Hypertension is the main risk factor for vascular cerebropathy, but hypertension therapy, as it has been conducted so far, has only reduced the number of cerebrovascular accidents in the population by 40%.
This suggests that the control of hypertension is still inadequate, that the antihypertensive drugs used so far have undesirable effects that mitigate their potential benefits, and that not all cardiovascular risk factors are yet fully understood.
The cerebral diseases associated with high blood pressure are: atherothrombotic cerebral infarction, cerebral thromboembolism, cerebral haemorrhage, subarachnoid haemorrhage, and transient ischaemic attack.
Stroke is the most frequent brain injury in white hypertensives with moderate and mild hypertension.
However, the overall risk of stroke in a hypertensive person is about half that of myocardial infarction.
The incidence is about 2% per year in patients with moderate hypertension and 0.5% in patients with mild hypertension
The most frequent cerebrovascular accidents are cerebral infarctions.
They originate from atherothrombosis of the large intracranial vessels and manifest clinically as overt strokes, lacunar infarcts and transient ischaemic attacks.

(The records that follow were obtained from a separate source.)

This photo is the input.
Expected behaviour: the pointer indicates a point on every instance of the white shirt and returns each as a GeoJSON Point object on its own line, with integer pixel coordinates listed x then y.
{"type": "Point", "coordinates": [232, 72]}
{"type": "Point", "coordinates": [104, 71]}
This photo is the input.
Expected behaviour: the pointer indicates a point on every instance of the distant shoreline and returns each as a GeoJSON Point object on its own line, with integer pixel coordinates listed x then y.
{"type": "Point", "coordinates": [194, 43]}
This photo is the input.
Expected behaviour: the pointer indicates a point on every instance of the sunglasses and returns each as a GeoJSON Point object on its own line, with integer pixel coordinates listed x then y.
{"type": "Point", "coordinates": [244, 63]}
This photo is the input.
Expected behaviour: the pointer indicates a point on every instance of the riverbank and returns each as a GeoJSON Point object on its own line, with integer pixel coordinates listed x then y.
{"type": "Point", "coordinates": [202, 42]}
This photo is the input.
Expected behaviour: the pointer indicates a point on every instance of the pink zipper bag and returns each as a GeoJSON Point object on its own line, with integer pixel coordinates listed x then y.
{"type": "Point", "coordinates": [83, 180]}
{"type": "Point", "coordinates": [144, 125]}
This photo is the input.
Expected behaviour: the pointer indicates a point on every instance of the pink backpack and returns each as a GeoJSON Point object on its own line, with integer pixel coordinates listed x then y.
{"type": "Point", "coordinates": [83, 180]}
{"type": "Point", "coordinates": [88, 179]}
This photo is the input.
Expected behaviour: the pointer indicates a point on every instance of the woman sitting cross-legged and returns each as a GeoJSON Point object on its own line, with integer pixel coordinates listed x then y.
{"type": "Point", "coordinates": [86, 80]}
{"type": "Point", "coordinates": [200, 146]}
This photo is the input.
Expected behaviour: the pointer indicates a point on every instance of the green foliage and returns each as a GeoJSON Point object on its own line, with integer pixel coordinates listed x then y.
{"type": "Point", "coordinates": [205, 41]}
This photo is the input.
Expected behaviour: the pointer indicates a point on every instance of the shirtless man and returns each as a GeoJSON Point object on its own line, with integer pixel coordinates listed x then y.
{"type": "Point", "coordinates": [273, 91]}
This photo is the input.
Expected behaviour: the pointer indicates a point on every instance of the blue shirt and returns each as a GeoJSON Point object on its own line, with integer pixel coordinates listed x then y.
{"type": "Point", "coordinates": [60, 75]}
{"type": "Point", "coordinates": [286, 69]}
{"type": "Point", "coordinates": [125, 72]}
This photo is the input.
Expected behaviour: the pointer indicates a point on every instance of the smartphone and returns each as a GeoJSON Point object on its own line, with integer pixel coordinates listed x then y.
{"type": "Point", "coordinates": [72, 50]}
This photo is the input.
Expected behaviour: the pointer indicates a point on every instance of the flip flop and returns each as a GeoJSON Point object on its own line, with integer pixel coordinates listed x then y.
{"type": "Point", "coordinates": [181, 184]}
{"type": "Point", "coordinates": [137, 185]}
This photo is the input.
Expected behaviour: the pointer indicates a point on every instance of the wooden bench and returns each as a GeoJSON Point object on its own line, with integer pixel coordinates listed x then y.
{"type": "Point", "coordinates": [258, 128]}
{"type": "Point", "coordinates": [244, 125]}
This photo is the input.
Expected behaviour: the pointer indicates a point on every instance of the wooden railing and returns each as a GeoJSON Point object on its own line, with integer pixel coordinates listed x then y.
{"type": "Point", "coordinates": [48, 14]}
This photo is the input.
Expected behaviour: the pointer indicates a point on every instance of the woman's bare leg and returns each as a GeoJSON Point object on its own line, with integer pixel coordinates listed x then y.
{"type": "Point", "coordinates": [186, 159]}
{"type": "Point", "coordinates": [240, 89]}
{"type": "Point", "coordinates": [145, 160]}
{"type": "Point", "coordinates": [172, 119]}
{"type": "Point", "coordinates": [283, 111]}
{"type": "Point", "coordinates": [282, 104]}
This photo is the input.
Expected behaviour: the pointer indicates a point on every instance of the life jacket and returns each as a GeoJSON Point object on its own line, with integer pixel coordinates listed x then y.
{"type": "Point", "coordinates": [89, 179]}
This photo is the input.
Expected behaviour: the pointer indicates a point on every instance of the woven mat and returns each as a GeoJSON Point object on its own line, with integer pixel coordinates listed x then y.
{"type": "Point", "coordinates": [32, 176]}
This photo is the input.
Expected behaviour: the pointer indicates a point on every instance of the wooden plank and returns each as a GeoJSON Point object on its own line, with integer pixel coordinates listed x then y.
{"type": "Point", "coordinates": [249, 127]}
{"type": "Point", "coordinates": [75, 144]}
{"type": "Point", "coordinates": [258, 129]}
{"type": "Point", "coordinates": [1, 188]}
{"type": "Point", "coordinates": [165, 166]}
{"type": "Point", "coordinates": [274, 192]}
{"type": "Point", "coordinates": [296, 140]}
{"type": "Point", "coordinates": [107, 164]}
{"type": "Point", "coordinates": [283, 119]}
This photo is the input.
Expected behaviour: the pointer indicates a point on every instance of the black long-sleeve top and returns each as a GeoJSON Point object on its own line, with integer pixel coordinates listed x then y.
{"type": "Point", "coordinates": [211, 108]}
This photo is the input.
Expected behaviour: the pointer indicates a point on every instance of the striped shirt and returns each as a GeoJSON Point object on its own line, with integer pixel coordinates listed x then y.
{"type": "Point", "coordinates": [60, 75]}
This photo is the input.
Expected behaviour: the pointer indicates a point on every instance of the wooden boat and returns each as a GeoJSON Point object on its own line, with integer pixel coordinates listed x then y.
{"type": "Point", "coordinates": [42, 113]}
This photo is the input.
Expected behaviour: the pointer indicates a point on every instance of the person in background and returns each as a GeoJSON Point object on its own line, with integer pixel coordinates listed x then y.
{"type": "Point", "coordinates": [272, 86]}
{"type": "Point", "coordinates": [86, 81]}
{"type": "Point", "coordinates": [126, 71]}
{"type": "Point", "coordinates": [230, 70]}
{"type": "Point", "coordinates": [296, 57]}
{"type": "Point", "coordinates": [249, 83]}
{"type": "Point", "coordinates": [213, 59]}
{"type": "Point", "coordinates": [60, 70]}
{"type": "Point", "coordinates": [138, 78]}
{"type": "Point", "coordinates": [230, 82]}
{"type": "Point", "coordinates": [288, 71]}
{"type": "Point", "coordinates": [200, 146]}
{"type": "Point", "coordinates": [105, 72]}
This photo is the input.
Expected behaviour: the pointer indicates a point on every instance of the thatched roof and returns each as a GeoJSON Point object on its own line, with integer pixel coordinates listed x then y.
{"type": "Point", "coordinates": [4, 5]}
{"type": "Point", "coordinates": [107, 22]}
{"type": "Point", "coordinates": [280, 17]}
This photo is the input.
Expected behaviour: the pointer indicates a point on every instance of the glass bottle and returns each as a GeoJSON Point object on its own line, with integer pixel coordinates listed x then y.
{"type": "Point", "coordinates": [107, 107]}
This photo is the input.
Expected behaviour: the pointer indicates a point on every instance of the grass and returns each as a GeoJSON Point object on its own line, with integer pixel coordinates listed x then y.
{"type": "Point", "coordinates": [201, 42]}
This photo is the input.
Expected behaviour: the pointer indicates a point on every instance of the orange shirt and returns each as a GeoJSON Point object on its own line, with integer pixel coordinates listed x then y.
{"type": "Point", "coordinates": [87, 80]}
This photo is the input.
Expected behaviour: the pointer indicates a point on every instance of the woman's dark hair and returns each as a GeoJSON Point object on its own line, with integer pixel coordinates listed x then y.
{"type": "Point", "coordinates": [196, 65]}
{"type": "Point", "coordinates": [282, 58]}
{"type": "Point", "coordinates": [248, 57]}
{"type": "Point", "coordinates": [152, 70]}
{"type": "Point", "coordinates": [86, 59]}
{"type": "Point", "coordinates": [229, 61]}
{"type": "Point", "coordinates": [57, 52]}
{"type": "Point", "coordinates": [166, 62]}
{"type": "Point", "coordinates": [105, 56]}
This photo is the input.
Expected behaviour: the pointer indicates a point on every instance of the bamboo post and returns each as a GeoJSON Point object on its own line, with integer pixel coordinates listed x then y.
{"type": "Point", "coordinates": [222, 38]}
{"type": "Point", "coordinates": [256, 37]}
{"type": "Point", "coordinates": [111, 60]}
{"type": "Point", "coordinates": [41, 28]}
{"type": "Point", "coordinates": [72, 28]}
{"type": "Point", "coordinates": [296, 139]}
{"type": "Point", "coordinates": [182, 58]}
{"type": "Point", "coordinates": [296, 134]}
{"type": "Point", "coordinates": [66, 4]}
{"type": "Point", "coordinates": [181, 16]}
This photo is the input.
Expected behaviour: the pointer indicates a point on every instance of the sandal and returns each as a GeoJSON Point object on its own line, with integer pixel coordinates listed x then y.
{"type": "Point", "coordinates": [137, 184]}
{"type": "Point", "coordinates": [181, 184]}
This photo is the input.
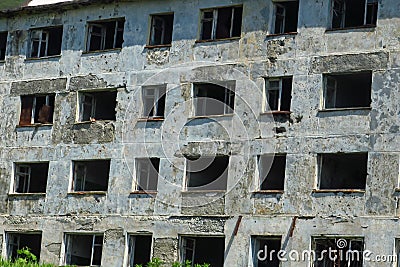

Although multifactorial in origin, atherothrombotic cerebral infarction is three times more frequent in hypertensives than in the normotensive, in both sexes and at all ages.
The risk increases with both increasing systolic and diastolic blood pressure.
Thromboembolism originates from thrombi in the left ventricle or left atrium if atrial fibrillation coexists.
Another source of embolus is an ulcerated plaque of the extracranial carotid arteries.
The clinical picture is that of an overt stroke or transient cerebral ischaemic attack.
Cerebral haemorrhage is a frequent complication of severe hypertension, especially in the black race.
It is mostly caused by ruptured intracerebral microaneurysms.
Subarachnoid haemorrhage is due to ruptured sacciform aneurysms of the Willis polygon, mostly on a malformative basis.
There is no definite documentation of the role of hypertension in the pathogenesis of rupture, but treatment of hypertension prevents recurrences.
Diagnosis of cerebrovascular complications of hypertension is primarily anamnestic and clinical but also takes advantage of neuroradiological and ultrasonographic methods.